Artificial Intelligence is becoming more deeply embedded across scientific domains including biology, chemistry, physics and astronomy. Natural sciences reached approximately 80,150 Artificial Intelligence publications in 2025, up 26% from 2024. Artificial Intelligence now accounts for 5.8%-8.8% of scientific research output depending on the field, up from below 1% in 2010.
Performance is advancing in several specialized areas, but reliability remains uneven. On ChemBench, the best models surpass human expert averages across 2,700+ chemistry questions while struggling with basic tasks. On ReplicationBench, frontier models score below 20% on paper-scale replication in astrophysics. On UnivEarth, LLM agents answer earth observation questions with 33% accuracy, and their code fails 58% of the time. On end-to-end scientific research tasks, the best Artificial Intelligence agents score roughly half of what PhD experts achieve. On PaperArena, the best agent reaches 38.8% accuracy versus a PhD expert baseline of 83.5%. On BixBench, frontier models achieve roughly 17% accuracy on real-world bioinformatics analysis.
Scientific infrastructure is also shifting toward larger Artificial Intelligence-native systems and datasets. Astronomy released its first foundation model, first visualization benchmark, and a 100TB training dataset in 2025, signaling a field-wide shift toward Artificial Intelligence infrastructure. AION-1, trained on over 200 million celestial objects from 5 major surveys, is the first astronomy foundation model. AstroVisBench introduced the first benchmark for LLM scientific computing and visualization in the field.
Weather and climate research saw a major operational step forward. An Artificial Intelligence system ran a full weather forecasting pipeline end-to-end for the first time in 2025. Aardvark Weather replaced the traditional numerical prediction pipeline with a single ML system, and multiple Artificial Intelligence weather models reached operational deployment. FourCastNet 3 generates a 60-day global forecast in under 4 minutes, running 8 to 60 times faster than prior approaches.

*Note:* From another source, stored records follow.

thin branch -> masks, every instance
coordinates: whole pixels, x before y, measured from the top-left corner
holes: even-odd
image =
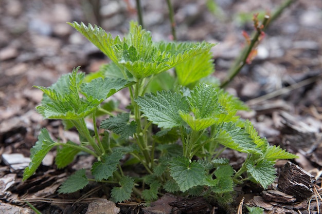
[[[261,29],[262,32],[269,26],[269,25],[273,23],[275,20],[280,16],[282,12],[288,7],[290,7],[292,4],[295,2],[296,0],[286,0],[283,2],[280,7],[270,16],[265,16],[264,20],[263,21],[262,25],[263,28]],[[248,54],[252,51],[252,50],[254,48],[254,46],[256,44],[257,39],[259,36],[258,29],[256,31],[255,35],[253,36],[253,38],[252,41],[252,43],[247,46],[246,46],[243,51],[241,52],[240,55],[235,61],[235,63],[228,72],[227,77],[224,80],[223,83],[220,87],[221,88],[224,88],[232,81],[234,78],[238,74],[239,71],[241,70],[243,67],[246,64],[246,60],[248,56]]]
[[[169,9],[169,17],[171,23],[171,31],[172,32],[172,36],[173,41],[176,40],[176,35],[175,33],[175,22],[174,21],[174,12],[173,11],[173,7],[171,2],[171,0],[167,0],[167,4]]]
[[[139,21],[139,25],[142,26],[142,28],[144,28],[143,24],[143,18],[142,18],[142,9],[141,8],[141,1],[136,0],[136,10],[137,10],[137,18]]]

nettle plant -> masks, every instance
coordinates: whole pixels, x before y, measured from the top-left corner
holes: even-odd
[[[151,33],[134,22],[122,40],[96,26],[69,24],[112,62],[96,73],[85,75],[77,68],[49,87],[34,86],[44,92],[37,111],[45,118],[62,120],[66,129],[75,127],[81,143],[56,141],[42,129],[23,180],[56,147],[58,168],[81,152],[97,160],[91,176],[85,169],[76,171],[60,193],[75,192],[96,181],[113,187],[115,202],[131,196],[151,201],[168,192],[204,196],[227,204],[234,187],[251,180],[266,188],[276,178],[275,161],[296,157],[260,137],[249,121],[236,115],[247,107],[211,83],[210,49],[214,44],[154,42]],[[174,74],[166,72],[172,68]],[[125,88],[131,100],[126,109],[106,101]],[[105,119],[98,120],[102,115]],[[87,127],[88,119],[93,130]],[[227,148],[247,153],[240,168],[220,158]],[[123,170],[134,165],[141,166],[143,172]]]

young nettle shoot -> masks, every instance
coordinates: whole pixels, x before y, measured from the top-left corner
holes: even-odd
[[[154,42],[151,33],[134,22],[122,39],[97,26],[69,24],[112,62],[96,73],[85,75],[77,68],[49,87],[35,86],[44,92],[37,111],[45,118],[63,120],[66,128],[75,127],[81,143],[55,141],[42,129],[23,180],[55,147],[58,168],[81,151],[97,158],[91,177],[85,169],[75,172],[60,193],[96,181],[112,186],[116,202],[132,196],[153,201],[168,192],[210,197],[223,205],[231,202],[234,187],[245,180],[267,188],[276,178],[275,161],[296,157],[259,137],[249,121],[236,115],[248,108],[211,83],[214,44]],[[172,68],[175,75],[167,71]],[[130,94],[127,111],[106,101],[123,88]],[[103,120],[97,126],[98,116]],[[94,130],[87,128],[85,118],[92,119]],[[226,149],[247,154],[240,168],[220,158]],[[125,155],[130,158],[121,164]],[[132,165],[142,166],[144,173],[130,176]]]

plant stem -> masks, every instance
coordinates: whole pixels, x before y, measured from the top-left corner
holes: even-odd
[[[286,0],[284,2],[280,7],[273,13],[270,17],[265,15],[264,20],[263,21],[262,25],[263,28],[262,31],[264,31],[269,27],[269,25],[277,18],[282,13],[282,12],[289,7],[292,4],[295,2],[296,0]],[[268,17],[268,18],[267,18]],[[252,49],[254,48],[254,45],[257,41],[260,34],[258,31],[256,31],[255,35],[253,37],[252,43],[248,47],[245,47],[244,50],[241,52],[241,55],[236,60],[234,66],[229,70],[227,77],[224,80],[223,83],[220,86],[221,88],[225,88],[227,85],[234,79],[234,77],[240,71],[242,67],[246,64],[246,60]]]
[[[135,88],[134,89],[134,99],[137,99],[138,97],[138,93],[140,90],[141,83],[141,81],[139,80],[135,84]],[[140,147],[141,151],[144,155],[146,162],[148,164],[148,166],[149,166],[149,164],[151,163],[151,158],[148,152],[148,143],[147,141],[145,140],[145,138],[144,138],[144,136],[145,136],[147,133],[146,132],[144,132],[144,130],[142,129],[142,125],[141,124],[141,112],[140,111],[139,106],[134,100],[132,100],[132,103],[133,105],[133,108],[134,109],[135,121],[137,124],[137,133],[135,134],[134,135],[136,137],[135,138],[136,139],[137,144]],[[151,166],[152,166],[152,165]]]
[[[236,173],[235,174],[235,176],[234,177],[234,179],[238,180],[238,177],[241,176],[243,174],[243,173],[244,173],[245,171],[247,170],[247,167],[246,167],[246,163],[248,162],[248,160],[250,158],[251,158],[251,155],[248,154],[248,155],[247,156],[247,158],[246,159],[246,160],[243,163],[242,167],[240,168],[240,169],[239,169],[238,171],[237,171],[237,172],[236,172]]]
[[[175,22],[174,21],[174,12],[173,11],[173,7],[171,4],[171,0],[167,0],[167,4],[169,9],[169,17],[171,23],[171,31],[172,32],[172,36],[173,41],[176,40],[176,35],[175,33]]]
[[[270,16],[265,15],[264,17],[264,21],[263,21],[262,25],[264,28],[269,23]],[[239,73],[239,71],[246,64],[247,59],[249,55],[249,53],[255,47],[255,44],[258,42],[259,36],[261,35],[261,32],[262,31],[260,30],[256,30],[255,33],[255,35],[253,36],[252,42],[251,44],[247,46],[246,46],[242,51],[242,53],[240,56],[237,58],[237,60],[235,63],[235,65],[228,72],[228,74],[226,79],[222,83],[220,86],[221,88],[225,88],[227,85],[232,81],[234,78]]]
[[[97,131],[97,126],[96,125],[96,115],[95,115],[96,113],[96,111],[94,111],[93,112],[93,125],[94,127],[94,133],[95,134],[95,138],[96,139],[96,141],[98,143],[98,145],[101,148],[101,150],[103,152],[103,153],[105,153],[105,149],[102,144],[102,142],[101,142],[101,140],[99,139],[99,136],[98,135],[98,131]]]
[[[140,0],[136,0],[136,10],[137,10],[137,18],[139,21],[139,25],[142,26],[142,28],[144,28],[143,25],[143,18],[142,18],[142,9],[141,8],[141,1]]]
[[[95,141],[93,139],[92,136],[91,136],[90,131],[88,131],[88,129],[86,126],[86,122],[85,122],[84,118],[80,119],[77,121],[75,120],[71,121],[76,127],[76,129],[77,129],[78,132],[83,135],[83,137],[84,137],[87,141],[88,141],[90,144],[95,150],[96,154],[97,154],[98,156],[101,155],[102,154],[102,151],[101,151],[100,148],[96,144]]]
[[[270,20],[270,23],[272,23],[275,21],[275,20],[282,14],[284,10],[285,10],[288,7],[290,7],[291,5],[292,5],[294,2],[296,2],[297,0],[286,0],[284,2],[283,2],[281,5],[279,6],[278,8],[271,15],[271,19]],[[268,25],[266,26],[267,28]],[[266,28],[264,28],[264,30]]]

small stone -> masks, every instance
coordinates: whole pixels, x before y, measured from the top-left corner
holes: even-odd
[[[12,153],[2,154],[3,161],[14,170],[24,169],[27,167],[31,160],[25,157],[22,154]]]
[[[7,47],[0,50],[0,61],[8,60],[15,58],[19,53],[16,48],[12,47]]]
[[[67,5],[63,4],[56,4],[52,10],[53,21],[56,23],[65,23],[70,22],[72,17],[69,9]]]
[[[98,199],[88,204],[86,214],[117,214],[120,208],[115,206],[115,203],[106,199]]]
[[[66,23],[59,23],[53,26],[53,32],[58,36],[66,36],[70,34],[71,28]]]

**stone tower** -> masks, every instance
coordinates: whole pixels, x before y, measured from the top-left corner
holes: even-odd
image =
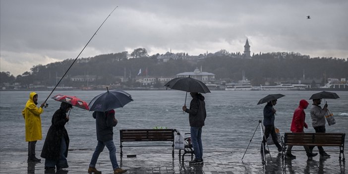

Research automation also moved forward, though confirmed scientific impact remains limited. The first fully Artificial Intelligence-generated paper was accepted at a peer-reviewed workshop in 2025, but the list of experimentally confirmed Artificial Intelligence discoveries remains short. Sakana’s Artificial Intelligence Scientist-v2 produced a paper accepted at an ICLR workshop without human-coded templates. Google’s Artificial Intelligence Co-Scientist was validated in three biomedical areas. Most Artificial Intelligence models for science still come from academic and government institutions, while industry leads foundation model development in weather and climate.